The morning inside Solara HQ does not feel like morning.

It feels like maintenance.

Like the world survived something it shouldn't have, and now everyone is pretending routine can weld the cracks back together.

Lights hum. Vents breathe warm air that tastes faintly of metal and recycled antiseptic. Boots move with practiced rhythm down corridors designed for emergencies. Even the café noise feels controlled—plates, murmurs, laughter that arrives a half-second late, like people are trying to convince themselves they still deserve it.

Cassidy finishes her breakfast fast.

Not because she's hungry.

Because sitting still too long makes the memories start asking questions.

She wipes her mouth with a napkin, tosses it like it offended her, and gets up without saying goodbye to anyone who might try to soften her.

She doesn't want soft.

She wants something that makes sense.

And only one place inside this whole facility ever makes sense to her—

her workshop.

The moment she steps through the door, the air changes.

Less café warmth.

More machine heat.

Oil. Copper. Dust. Old solder. A faint smell of ozone that never truly leaves because her projects never truly sleep.

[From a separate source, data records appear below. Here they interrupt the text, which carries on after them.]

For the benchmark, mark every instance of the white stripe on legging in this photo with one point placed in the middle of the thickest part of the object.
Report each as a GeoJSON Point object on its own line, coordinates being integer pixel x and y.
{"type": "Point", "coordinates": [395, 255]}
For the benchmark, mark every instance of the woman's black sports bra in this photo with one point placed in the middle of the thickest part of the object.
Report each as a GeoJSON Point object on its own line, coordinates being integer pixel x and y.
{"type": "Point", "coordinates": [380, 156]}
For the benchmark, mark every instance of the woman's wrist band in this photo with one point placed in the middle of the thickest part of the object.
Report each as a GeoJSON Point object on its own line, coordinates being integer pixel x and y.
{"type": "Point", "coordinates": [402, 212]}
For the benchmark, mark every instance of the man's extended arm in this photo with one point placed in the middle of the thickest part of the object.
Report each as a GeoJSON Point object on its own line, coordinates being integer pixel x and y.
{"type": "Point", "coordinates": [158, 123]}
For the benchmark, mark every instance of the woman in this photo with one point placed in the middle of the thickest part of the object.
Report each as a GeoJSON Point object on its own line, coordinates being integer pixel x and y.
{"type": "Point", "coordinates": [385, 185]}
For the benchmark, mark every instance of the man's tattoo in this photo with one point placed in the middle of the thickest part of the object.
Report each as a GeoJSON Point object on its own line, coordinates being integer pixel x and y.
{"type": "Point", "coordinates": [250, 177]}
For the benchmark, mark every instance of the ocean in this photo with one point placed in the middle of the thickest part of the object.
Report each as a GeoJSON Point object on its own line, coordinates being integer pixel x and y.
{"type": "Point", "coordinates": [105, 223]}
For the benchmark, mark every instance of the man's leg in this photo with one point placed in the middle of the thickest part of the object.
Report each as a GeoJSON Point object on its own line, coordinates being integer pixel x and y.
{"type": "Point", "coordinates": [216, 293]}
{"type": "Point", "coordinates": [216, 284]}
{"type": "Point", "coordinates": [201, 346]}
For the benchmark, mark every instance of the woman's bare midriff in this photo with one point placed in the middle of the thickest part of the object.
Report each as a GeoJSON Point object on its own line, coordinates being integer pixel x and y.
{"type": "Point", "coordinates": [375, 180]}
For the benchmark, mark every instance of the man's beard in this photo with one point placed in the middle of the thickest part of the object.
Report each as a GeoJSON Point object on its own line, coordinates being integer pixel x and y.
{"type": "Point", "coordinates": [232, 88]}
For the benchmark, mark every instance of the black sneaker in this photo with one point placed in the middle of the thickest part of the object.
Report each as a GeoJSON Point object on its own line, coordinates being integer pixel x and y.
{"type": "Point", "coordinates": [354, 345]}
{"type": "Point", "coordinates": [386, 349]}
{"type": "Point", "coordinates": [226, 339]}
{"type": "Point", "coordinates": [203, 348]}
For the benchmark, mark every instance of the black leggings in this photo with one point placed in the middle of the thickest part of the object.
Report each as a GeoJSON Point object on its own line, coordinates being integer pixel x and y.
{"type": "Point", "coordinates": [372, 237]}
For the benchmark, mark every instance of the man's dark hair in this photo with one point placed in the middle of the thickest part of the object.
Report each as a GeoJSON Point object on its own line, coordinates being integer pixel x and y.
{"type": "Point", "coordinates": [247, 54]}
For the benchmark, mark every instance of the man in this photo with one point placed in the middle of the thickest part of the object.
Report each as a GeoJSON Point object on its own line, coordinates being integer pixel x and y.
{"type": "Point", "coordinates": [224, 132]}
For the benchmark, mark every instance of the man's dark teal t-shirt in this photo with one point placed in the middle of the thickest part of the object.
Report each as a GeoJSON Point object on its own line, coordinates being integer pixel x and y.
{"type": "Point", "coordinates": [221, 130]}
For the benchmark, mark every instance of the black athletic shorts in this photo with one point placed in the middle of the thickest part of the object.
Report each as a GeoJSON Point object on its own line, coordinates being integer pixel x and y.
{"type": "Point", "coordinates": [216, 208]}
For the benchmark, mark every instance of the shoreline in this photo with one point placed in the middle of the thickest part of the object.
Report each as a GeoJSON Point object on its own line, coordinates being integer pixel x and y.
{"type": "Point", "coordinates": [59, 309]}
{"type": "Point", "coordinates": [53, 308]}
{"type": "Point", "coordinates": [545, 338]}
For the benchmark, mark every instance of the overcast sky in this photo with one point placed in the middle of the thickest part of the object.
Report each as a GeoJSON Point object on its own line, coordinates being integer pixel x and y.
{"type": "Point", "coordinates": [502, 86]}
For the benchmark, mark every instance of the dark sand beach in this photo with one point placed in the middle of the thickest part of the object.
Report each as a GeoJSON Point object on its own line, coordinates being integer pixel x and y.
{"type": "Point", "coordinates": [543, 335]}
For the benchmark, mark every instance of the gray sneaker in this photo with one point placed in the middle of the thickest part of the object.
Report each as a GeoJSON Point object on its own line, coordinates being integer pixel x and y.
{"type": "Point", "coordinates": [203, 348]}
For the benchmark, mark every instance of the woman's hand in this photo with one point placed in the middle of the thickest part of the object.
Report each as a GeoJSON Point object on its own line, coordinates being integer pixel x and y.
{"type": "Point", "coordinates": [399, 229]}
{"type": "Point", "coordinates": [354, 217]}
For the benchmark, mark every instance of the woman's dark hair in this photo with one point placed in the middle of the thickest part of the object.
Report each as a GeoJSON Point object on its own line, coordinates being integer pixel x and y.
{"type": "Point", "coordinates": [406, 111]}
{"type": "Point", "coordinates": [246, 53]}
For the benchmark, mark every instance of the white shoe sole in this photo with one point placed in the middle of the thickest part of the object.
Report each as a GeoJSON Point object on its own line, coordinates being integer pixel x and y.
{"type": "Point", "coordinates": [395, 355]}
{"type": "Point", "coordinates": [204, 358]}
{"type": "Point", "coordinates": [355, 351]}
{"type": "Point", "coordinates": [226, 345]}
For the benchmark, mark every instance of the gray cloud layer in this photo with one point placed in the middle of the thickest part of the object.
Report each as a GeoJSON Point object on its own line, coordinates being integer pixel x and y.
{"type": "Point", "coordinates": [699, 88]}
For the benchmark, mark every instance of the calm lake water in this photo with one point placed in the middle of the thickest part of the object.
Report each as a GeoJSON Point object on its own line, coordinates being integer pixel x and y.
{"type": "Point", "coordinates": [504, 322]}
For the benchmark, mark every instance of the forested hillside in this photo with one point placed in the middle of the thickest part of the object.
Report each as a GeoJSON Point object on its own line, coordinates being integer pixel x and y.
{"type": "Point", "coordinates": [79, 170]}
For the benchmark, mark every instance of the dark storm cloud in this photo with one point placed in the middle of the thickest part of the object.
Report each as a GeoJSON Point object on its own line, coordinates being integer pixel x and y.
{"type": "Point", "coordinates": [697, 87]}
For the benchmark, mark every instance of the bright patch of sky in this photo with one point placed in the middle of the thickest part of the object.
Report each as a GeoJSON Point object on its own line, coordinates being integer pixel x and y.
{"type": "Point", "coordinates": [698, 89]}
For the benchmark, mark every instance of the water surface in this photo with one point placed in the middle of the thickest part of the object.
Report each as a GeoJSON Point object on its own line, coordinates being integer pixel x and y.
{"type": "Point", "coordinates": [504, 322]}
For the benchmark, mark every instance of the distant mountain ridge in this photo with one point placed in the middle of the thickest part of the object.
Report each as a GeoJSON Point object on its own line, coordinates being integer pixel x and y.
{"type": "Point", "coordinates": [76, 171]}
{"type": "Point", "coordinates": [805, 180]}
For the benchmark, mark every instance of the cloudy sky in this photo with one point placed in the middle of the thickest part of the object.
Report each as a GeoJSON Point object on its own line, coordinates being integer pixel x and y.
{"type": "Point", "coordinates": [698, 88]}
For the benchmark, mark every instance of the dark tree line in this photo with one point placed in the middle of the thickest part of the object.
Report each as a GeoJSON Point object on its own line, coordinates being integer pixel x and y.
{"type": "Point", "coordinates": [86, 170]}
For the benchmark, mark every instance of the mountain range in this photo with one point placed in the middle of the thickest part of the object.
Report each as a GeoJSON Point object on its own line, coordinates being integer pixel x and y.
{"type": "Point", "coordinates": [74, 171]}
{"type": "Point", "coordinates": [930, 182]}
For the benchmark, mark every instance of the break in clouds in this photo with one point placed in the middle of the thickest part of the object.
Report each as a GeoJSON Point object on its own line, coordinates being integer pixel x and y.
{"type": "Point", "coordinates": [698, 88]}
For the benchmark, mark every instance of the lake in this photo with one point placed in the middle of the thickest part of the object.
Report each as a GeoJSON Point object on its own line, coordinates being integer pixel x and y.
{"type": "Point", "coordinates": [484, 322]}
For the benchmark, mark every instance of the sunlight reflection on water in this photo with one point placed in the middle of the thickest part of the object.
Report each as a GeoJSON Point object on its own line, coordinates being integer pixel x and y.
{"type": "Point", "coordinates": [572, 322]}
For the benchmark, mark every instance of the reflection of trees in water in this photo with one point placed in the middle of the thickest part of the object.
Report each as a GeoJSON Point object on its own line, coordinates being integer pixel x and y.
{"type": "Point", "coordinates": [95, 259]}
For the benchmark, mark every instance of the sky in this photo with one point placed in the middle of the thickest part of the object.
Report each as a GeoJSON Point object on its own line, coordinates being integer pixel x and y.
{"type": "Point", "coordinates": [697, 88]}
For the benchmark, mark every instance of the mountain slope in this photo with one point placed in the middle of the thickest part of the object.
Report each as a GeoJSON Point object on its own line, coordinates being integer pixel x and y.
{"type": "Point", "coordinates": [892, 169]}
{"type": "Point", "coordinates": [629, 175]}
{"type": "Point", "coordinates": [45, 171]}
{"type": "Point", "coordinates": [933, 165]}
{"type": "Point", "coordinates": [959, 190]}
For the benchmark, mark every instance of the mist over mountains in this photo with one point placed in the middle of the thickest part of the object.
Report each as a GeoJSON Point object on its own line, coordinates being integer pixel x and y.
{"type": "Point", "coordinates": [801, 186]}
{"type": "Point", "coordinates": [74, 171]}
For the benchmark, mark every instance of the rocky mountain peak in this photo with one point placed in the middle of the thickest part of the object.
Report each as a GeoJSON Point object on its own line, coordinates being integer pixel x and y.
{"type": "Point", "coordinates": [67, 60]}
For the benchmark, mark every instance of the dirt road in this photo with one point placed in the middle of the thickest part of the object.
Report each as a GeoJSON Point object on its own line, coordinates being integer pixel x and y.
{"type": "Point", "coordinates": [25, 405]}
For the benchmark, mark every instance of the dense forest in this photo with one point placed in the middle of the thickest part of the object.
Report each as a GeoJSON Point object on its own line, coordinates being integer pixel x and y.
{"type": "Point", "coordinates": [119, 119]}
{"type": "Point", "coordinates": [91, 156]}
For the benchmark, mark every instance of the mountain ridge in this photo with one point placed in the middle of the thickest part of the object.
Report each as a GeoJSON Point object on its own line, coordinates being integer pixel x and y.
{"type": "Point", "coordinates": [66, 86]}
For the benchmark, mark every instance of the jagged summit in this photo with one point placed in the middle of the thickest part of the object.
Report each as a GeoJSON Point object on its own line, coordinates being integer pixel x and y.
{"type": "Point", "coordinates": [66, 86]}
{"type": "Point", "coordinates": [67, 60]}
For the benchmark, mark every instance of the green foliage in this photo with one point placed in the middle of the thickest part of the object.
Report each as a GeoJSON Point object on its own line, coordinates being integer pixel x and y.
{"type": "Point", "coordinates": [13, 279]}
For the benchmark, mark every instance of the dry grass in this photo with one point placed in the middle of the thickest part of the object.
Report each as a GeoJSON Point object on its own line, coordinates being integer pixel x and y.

The overhead lights flicker once as they adjust to occupancy.

Cassidy doesn't notice.

She is already moving.

Her workshop is a controlled disaster—the kind only an inventor can navigate.

Tables line the room in rows, but the rows don't matter because every surface is covered with something half-built or half-destroyed.

Prototype gauntlets: some sleek, some bulky, some cracked open with their inner wiring exposed like ribcages.

Weapons she will never show Jax because he'll confiscate them just on principle.

A notebook so thick it looks like a weapon itself, pages swollen with taped-in diagrams, handwritten equations, and half-angry reminders:

DO NOT PUSH PAST 40% FREQUENCY (YOU DID THAT TWICE, IDIOT)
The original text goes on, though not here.